China provides us cheap labor and then buys bonds to help with our very modest debt.

- oj

- Jun-24-2004, 20:00

*******************************************************

I have to agree with Mijnheer Rijnders as this review needs to be overhauled. What the judds failed to anticipate in their 2000 review was how far away from Bush's campaign promises of "no nation building" (or destroying), "being humble" in foreign relations, and being fiscally conservative ("balanced budget") he would drag the USA in the reality of his rule.

Kenneddy's theories were based not on projections but on historic analyses and it does look with increasingly supportive evidence that hsi analyses were correct.

China, unrestricted in its growth and budgeting heavily on the education of engineers and hi-tech specialties is taking such jobs away by the 1000s from Americans every month. What will be left will be the low-paying, no health insurance service variety which will drive US tax bases down to the bottom end of it's limits and may see the next admin or one thereafter starting public works projects like FDR's New Deal TVA to stem the red ink on the US budget deficit growth.

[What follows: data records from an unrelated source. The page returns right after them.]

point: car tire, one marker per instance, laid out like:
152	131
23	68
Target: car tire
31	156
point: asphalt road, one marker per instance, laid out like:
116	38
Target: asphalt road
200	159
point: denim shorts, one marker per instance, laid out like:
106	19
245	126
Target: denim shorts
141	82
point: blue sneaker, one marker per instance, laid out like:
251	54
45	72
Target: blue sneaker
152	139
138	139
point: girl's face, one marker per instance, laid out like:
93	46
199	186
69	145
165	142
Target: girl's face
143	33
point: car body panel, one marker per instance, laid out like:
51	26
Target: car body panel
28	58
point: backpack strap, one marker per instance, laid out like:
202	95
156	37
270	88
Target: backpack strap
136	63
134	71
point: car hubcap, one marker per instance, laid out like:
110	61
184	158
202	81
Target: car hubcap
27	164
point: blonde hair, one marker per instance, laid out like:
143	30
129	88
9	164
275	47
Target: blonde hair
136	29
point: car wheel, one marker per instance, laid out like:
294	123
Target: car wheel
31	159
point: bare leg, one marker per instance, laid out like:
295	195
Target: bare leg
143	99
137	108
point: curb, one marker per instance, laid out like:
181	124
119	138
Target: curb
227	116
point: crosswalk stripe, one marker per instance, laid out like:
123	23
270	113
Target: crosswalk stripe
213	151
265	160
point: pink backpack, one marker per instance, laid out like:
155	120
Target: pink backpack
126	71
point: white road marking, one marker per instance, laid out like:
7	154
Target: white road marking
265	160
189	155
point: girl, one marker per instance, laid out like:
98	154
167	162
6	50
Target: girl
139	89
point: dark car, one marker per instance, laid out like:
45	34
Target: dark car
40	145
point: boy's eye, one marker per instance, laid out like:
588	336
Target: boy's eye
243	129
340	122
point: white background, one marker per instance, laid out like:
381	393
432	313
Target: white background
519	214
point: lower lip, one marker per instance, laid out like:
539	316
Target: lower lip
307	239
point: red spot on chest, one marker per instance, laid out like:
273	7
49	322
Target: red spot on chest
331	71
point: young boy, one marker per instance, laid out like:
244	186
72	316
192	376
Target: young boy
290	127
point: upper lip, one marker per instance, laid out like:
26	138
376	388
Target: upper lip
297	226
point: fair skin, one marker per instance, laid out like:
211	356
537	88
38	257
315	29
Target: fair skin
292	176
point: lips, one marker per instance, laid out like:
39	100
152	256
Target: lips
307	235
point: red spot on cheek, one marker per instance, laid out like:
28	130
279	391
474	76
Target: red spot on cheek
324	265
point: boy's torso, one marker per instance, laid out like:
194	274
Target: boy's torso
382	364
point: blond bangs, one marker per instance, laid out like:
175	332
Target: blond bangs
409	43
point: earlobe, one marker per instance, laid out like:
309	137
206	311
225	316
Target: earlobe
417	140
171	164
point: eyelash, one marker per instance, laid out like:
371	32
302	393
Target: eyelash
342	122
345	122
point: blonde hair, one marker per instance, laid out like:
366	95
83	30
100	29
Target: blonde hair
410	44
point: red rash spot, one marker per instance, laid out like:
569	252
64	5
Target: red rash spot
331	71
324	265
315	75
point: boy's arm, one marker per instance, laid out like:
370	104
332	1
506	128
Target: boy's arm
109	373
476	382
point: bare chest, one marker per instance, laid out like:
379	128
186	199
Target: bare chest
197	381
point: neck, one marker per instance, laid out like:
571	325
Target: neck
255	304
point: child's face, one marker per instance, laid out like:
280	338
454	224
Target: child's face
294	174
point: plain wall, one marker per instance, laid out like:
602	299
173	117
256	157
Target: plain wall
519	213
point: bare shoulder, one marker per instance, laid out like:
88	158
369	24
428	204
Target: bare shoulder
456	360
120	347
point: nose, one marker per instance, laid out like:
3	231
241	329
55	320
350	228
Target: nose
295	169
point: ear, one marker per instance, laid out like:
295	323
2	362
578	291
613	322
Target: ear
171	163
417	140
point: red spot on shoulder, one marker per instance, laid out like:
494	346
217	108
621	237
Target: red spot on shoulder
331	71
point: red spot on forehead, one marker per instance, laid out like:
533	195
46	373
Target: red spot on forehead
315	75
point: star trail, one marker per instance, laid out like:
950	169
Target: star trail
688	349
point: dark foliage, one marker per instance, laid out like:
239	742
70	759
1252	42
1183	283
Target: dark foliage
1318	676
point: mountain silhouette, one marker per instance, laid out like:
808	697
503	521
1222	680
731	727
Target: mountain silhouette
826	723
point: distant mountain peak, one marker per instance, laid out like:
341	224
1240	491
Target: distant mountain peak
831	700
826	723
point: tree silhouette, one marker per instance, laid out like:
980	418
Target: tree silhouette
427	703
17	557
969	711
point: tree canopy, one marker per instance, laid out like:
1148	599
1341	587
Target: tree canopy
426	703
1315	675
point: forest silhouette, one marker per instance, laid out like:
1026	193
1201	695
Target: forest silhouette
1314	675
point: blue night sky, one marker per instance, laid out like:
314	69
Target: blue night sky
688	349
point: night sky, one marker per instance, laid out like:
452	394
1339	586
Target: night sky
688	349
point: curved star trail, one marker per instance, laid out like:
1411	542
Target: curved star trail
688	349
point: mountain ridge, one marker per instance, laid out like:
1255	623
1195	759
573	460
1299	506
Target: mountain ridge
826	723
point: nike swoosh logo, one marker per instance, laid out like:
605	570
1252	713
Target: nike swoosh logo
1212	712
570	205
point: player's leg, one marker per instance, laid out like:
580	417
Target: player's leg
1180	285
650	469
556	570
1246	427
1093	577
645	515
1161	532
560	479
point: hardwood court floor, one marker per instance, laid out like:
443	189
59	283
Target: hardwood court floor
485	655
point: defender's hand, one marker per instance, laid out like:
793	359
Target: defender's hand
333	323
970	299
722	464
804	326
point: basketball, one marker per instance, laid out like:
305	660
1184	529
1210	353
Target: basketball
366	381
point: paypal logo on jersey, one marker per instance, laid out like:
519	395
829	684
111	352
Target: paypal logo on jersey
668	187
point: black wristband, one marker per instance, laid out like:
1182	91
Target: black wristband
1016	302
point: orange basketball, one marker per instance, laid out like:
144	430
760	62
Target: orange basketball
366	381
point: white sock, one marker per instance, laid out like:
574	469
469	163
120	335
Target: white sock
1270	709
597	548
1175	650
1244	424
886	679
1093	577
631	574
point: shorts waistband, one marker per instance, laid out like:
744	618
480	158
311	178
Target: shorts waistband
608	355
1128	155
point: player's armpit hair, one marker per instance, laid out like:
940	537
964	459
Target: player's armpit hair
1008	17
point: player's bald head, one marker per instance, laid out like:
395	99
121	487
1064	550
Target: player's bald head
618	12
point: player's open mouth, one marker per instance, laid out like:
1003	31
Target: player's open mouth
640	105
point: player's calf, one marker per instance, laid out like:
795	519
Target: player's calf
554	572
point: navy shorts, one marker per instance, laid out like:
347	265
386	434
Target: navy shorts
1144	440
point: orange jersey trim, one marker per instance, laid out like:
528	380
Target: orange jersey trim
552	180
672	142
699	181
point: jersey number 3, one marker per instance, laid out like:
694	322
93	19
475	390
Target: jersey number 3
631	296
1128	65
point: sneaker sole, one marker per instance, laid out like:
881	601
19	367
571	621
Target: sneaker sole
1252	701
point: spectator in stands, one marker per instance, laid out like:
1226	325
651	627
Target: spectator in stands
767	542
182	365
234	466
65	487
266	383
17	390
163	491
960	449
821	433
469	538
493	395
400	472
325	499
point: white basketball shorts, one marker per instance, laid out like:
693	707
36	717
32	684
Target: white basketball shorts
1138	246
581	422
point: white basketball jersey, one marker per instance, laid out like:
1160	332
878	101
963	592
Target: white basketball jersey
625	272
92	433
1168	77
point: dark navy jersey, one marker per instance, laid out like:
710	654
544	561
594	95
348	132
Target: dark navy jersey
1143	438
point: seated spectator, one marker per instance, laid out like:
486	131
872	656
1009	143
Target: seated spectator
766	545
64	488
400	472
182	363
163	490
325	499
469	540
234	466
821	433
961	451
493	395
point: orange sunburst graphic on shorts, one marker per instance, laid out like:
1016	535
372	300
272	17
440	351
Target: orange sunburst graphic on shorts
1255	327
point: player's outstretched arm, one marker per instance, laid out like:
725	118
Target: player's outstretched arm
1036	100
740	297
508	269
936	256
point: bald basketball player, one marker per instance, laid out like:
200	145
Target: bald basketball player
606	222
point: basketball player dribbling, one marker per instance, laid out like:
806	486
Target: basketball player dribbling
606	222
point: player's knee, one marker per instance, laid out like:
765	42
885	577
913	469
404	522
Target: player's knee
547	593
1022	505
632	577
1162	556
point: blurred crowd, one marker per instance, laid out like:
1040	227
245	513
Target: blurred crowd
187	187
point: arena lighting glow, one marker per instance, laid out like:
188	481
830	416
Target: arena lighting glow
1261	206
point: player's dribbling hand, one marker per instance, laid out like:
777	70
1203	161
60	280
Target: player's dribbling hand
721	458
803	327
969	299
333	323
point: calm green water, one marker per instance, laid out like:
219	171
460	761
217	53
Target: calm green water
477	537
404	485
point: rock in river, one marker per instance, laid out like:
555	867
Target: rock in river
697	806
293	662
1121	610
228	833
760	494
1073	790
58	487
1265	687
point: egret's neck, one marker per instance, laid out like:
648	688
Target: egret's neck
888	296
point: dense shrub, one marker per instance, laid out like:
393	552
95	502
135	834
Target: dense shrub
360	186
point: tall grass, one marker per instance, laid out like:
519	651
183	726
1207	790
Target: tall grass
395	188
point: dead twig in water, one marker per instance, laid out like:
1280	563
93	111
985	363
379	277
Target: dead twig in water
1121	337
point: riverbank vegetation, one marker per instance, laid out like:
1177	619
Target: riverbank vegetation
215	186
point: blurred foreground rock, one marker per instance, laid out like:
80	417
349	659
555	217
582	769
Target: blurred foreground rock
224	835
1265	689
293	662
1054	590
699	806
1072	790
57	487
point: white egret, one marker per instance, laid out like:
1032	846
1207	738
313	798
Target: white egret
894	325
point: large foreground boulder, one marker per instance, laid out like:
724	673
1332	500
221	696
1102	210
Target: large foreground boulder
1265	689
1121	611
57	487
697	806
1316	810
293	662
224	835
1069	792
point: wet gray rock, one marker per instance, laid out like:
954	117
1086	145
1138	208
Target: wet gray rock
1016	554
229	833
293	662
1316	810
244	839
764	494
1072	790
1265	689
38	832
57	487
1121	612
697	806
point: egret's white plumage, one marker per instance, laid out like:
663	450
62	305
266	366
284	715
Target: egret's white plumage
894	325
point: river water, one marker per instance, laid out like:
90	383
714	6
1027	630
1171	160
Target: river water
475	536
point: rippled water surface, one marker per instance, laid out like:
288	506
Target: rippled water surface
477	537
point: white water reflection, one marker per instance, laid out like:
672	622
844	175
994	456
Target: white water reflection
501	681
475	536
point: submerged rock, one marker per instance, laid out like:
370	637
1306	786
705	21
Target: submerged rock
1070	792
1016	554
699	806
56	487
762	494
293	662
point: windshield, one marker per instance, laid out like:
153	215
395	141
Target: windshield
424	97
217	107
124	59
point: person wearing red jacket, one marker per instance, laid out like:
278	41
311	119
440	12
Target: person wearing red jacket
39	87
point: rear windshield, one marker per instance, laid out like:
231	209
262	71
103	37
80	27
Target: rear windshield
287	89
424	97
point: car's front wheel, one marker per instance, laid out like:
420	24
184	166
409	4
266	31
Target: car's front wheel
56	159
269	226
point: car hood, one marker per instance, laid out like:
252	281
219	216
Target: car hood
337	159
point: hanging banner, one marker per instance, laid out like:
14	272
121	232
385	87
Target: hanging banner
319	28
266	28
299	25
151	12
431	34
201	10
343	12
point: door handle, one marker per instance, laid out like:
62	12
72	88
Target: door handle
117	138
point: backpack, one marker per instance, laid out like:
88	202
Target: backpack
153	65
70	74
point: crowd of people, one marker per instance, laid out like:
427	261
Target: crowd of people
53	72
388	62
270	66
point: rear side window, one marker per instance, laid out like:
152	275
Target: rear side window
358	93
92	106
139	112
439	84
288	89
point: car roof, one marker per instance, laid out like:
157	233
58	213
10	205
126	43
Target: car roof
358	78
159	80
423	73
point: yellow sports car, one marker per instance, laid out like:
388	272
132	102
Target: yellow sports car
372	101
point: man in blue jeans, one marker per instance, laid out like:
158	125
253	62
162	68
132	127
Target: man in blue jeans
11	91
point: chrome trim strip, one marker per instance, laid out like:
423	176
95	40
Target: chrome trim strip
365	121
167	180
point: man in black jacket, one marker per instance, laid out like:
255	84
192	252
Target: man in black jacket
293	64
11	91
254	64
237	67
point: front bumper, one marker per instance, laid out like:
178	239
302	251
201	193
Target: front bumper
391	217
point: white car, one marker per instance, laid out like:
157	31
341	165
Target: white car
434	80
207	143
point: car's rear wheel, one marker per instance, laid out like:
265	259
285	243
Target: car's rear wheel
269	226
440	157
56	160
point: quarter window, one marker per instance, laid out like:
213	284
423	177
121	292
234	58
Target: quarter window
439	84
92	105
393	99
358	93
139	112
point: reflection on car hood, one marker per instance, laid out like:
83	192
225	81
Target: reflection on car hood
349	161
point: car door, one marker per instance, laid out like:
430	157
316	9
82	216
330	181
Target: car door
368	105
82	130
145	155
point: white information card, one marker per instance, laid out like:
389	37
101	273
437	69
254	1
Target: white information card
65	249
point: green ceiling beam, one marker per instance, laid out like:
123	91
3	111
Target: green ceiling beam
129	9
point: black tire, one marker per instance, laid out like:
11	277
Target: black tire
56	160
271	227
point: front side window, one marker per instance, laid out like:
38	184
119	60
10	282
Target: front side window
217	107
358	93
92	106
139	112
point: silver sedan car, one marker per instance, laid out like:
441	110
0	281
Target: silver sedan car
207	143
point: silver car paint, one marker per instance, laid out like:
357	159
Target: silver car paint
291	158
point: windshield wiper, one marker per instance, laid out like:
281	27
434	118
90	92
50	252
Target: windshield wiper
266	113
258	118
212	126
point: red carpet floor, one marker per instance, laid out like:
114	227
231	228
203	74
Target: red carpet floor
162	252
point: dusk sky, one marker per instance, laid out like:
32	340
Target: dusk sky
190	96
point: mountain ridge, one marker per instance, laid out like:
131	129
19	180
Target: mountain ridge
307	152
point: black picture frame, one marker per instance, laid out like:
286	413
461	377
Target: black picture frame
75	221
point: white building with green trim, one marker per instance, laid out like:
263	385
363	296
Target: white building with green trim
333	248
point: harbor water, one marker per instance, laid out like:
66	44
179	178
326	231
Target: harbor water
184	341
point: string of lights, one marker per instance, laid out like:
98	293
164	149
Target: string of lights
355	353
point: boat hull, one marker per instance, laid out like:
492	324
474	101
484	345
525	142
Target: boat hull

what comes after that? read Kennedy!

- AE Mohr

- Jun-24-2004, 15:05

*******************************************************

Just finished the book. I agree that Kennedy did not completely contemplate what would happen once the U.S. won the cold war and it is a shame that he didn’t wait a few more years to publish the book. However, his general observations on 1) nations' need to balance economic growth with defense spending and recapitalization, and 2) China do have merit. Kennedy stated quite clearly, in the chapter on the 21st century, that it was dangerous for a historian to make predictions, and - as you can see from the article and other comments – he was correct.

- BB

- Jan-08-2004, 06:39

*******************************************************

Were it not for 9-11, radical Islamicism/pan-Arabism, and the fact that our defense budget in 2001 was half what it had been during the Cold War I'd be inclined to admit you're right. But since those are all facts, I fear you're quite wrong.

- OJ

- Mar-31-2003, 08:23

*******************************************************

Considering the first argument in this review, that Paul Kennedy "failed to consider the fact that America has historically been unwilling to intervene in the affairs of other nations unless there is an actual or perceived threat to American life and has been unwilling to maintain even an adequate, never mind an enormous, military in peacetime", I believe that the Iraqi war has proven wrong this line of thought. I believe Paul Kennedy was more of a visionary than the reviewer could imagine.